Forkompincam, Pemdes dan TIM KKN UIN Walisongo Kerjasama Cegah Banjir di Sayung

Kepala Desa, Muttaqin mendampingi Forkopincam Sayung meninjau lokasi kegiatan bakti sosial pembenahan tanggul sungai di perbatasan Desa Dombo dan Waru.(Dok Pribadi Posko 43)

Demak- Kegiatan pencegahan banjir di Kecamatan Sayung kali ini berbeda dari tahun-tahun sebelumnya. Jika sebelumnya hanya dilakukan oleh Forkompincam, Pemerintah Desa se-Kecamatan Sayung dan warga masyarakat setempat, pada Jumat 17 Januari 2020 Tim Kuliah Kerja Nyata (KKN) Mandiri Inisiatif Terprogram Universitas Islam Negeri Walisongo Semarang (UIN Walisongo) ikut serta dalam kegiatan pembenahan tanggul.

Dari 15 kelompok yang tersebar di 15 desa se-Kecamatan Sayung masing-masing mengirimkan delegasi untuk ikut turun tangan dalam kegiatan pembenahan tanggul. “Pembenahan tanggul bertujuan untuk mengantisipasi terjadinya banjir,” kata Camat Sayung, Sururi saat ditemui di lokasi pembenahan tanggul.

Sururi juga menambahkan bahwa kegiatan ini rutin dilakukan setiap tahun.
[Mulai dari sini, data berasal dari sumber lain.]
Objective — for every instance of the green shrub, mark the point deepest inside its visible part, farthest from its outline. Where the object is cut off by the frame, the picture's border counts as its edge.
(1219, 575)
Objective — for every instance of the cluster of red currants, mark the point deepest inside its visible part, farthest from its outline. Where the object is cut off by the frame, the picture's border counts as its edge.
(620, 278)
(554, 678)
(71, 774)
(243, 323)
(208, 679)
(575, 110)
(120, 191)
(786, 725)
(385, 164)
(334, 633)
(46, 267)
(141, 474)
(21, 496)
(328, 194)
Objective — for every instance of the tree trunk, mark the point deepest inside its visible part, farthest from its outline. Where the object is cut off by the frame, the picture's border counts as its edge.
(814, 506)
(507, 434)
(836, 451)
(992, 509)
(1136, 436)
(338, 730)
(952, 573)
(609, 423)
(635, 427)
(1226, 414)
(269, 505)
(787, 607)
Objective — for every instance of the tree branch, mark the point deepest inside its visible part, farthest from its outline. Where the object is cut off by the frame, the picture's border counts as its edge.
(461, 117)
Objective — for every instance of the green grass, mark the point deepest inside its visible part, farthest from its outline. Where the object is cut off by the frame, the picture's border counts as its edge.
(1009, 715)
Terutama saat memasuki musim penghujan. Berkaca pada bencana banjir di Kecamatan Guntur yang menggenangi lima desa, kami dari Forkopincam segera melakukan peninjauan ke daerah titik rawan banjir di Kecamatan Sayung. Salah satunya tanggul sungai yang berada di Dombo, tegas Sururi.

Pihak Forkompincam mengirimkan kami 300 karung untuk diisi tanah dan dibuat tanggul, mereka juga mengatakan bahwa kekurangan apapun kami tinggal lapor saja. Mereka siap membantu, kata Kepala Desa Dombo, Muttaqin.
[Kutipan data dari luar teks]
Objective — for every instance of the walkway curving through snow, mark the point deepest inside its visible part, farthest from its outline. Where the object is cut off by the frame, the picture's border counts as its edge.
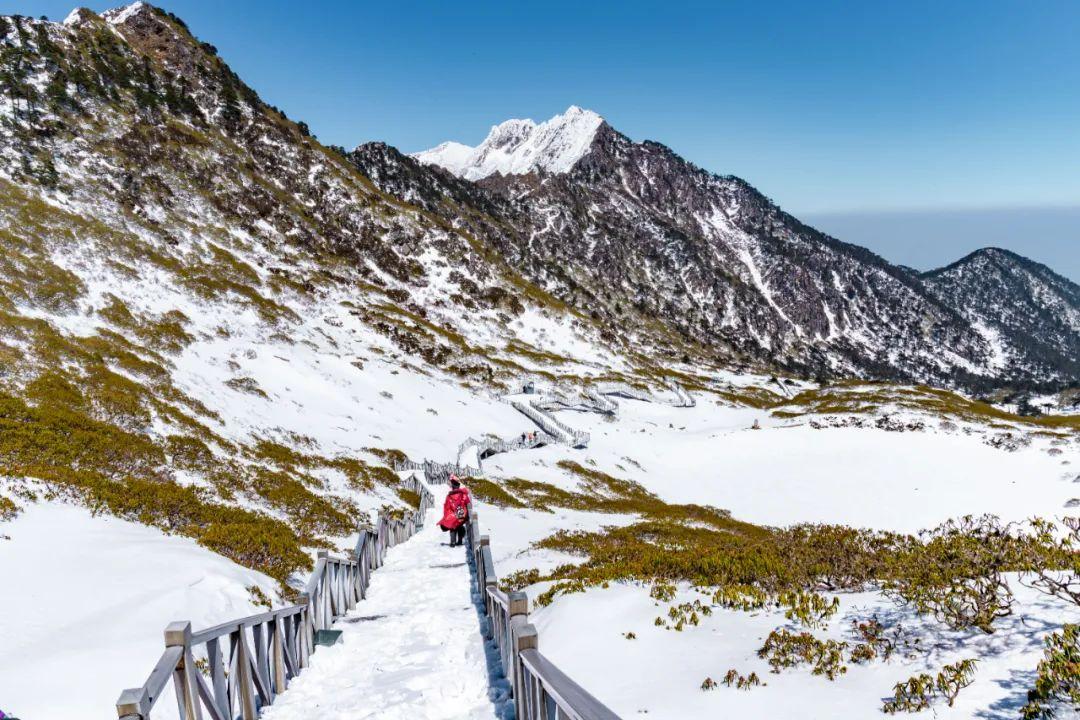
(412, 651)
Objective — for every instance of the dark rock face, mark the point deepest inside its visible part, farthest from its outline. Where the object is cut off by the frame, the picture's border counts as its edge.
(1030, 313)
(638, 236)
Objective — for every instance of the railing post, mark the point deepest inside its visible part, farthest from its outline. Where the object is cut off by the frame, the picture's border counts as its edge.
(305, 634)
(217, 676)
(518, 610)
(178, 635)
(523, 636)
(245, 683)
(278, 656)
(133, 704)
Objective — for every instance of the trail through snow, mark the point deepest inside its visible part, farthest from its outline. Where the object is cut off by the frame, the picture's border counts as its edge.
(412, 650)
“Tentunya kami mengucapkan terima kasih banyak kepada seluruh pihak terkait, mulai dari Pak Camat, Pak Kapolsek, Pak Danramil dan tentunya seluruh mahasiswa KKN UIN yang bersedia membantu terealisasikannya kegiatan ini,” tambah Muttaqin.

Selain Forkompincam, kepala desa setempat dan Tim KKN, kegiatan tersebut juga dihadiri oleh ketua Badan Penanggulangan Bencana Daerah (BPBD) Kabupaten Demak.